ヨーロッパでは常に新しい良材を世界に求めたが、それは主として家具の用材としてであった。ヨーロッパの大拡張時代に入ると、新しい土地が発見される度に、そこの珍しい木が船で母国に運ばれた。はるばる海を越えて持ちこまれたそれらの木は、家具づくりの職人にいろいろな影響を与えたのである。その中で特筆されてよいのはマホガニーの発見であろう。この木は西インド諸島、中米、およびコロンビアからベネズエラの北部に産するが、最初にこの木に注目したのは、一五九五年にウォルター・ロリー卿に従って旅をした一人の大工であった。
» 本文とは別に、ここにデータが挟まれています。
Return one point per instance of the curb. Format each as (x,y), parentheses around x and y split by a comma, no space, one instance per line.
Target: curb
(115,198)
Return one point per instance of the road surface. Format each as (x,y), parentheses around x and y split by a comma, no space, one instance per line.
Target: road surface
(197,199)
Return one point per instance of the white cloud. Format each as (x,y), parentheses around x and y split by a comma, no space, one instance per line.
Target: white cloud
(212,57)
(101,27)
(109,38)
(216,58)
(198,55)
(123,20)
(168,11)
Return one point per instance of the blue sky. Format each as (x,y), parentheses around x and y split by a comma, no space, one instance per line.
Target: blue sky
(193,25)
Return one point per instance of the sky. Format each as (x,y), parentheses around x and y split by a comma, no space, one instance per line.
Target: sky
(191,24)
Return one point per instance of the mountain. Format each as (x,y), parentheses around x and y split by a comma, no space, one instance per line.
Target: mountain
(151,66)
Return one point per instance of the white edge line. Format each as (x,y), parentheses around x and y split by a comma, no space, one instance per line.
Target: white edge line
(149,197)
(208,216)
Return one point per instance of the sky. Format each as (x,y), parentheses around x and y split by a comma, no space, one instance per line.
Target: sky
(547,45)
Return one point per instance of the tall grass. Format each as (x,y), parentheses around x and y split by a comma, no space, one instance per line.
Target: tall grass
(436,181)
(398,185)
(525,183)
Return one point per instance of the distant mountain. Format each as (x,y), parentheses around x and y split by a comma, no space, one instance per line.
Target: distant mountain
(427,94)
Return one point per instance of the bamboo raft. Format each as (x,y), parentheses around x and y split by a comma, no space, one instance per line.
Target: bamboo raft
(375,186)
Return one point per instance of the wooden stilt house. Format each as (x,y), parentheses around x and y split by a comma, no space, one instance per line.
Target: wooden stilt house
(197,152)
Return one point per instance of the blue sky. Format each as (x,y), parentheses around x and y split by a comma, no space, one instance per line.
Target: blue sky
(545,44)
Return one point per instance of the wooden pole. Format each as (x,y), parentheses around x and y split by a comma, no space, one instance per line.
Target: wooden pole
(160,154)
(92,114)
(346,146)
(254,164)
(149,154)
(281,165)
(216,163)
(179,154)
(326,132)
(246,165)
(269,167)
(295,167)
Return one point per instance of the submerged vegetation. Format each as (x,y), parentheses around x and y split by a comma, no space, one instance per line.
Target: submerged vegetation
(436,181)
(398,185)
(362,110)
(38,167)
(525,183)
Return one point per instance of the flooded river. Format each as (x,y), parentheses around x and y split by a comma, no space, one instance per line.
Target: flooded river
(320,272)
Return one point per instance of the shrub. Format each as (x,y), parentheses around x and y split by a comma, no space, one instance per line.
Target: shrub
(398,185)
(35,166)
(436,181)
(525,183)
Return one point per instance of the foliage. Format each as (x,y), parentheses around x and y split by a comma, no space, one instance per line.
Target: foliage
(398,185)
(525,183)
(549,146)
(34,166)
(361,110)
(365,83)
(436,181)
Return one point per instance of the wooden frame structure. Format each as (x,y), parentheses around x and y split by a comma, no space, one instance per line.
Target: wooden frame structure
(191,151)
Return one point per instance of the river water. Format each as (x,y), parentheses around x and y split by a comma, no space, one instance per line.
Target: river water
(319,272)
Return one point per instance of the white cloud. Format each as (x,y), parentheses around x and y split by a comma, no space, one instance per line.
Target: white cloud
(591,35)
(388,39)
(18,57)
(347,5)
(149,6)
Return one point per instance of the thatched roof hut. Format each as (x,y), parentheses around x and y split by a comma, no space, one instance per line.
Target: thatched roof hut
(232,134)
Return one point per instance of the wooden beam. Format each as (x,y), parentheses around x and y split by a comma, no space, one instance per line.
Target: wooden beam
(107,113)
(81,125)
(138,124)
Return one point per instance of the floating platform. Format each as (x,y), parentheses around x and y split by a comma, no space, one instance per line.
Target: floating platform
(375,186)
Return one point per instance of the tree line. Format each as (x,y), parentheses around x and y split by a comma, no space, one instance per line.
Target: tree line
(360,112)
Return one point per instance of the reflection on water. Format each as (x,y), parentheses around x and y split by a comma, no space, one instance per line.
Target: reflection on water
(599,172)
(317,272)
はじめのうちは狂いの少ないことと、大木であるため幅の広い板のとれることから便利がられ、船や住宅の用材として使われていたにすぎなかった。マホガニーが家具の用材として本格的な脚光を浴びる時代がやってきたのは、それから二百年も後のことである。十八世紀の後半になって、ルイ様式の家具が流行し椅子の脚はねこ脚になった。ところがこの木の材質は丈夫でねばり強く、こまかい彫刻を施しても折れないということが証明されて、にわかに需要が増したのである。
家具の用材としてもう一つ人気を集めた例にシダーがある。これも南米の家具職人たちの間で細ぼそと使われていたものであるが、ヨーロッパに運ばれて加工のしやすさと狂いの少ないことが評価されて、流行したのであった。当時全世界にわたって広く領土を持っていたのは、ポルトガルとスペインであった。これらの国は植民地から運んできた木に合うような新しいスタイルの家具をつくり、それを流行させていったのである。
ヨーロッパの人たちの間では、このようにして広く世界の各地から新しい木材を求める風潮が普及していった。それらの中にはロッグウッドのように染色の材料として珍重されたものも含まれていた。当時は繊維は主として草木染めによっていたのであるが、マメ科に属するこの木は「黒色の染料」として最高の評価を得ることになったのである。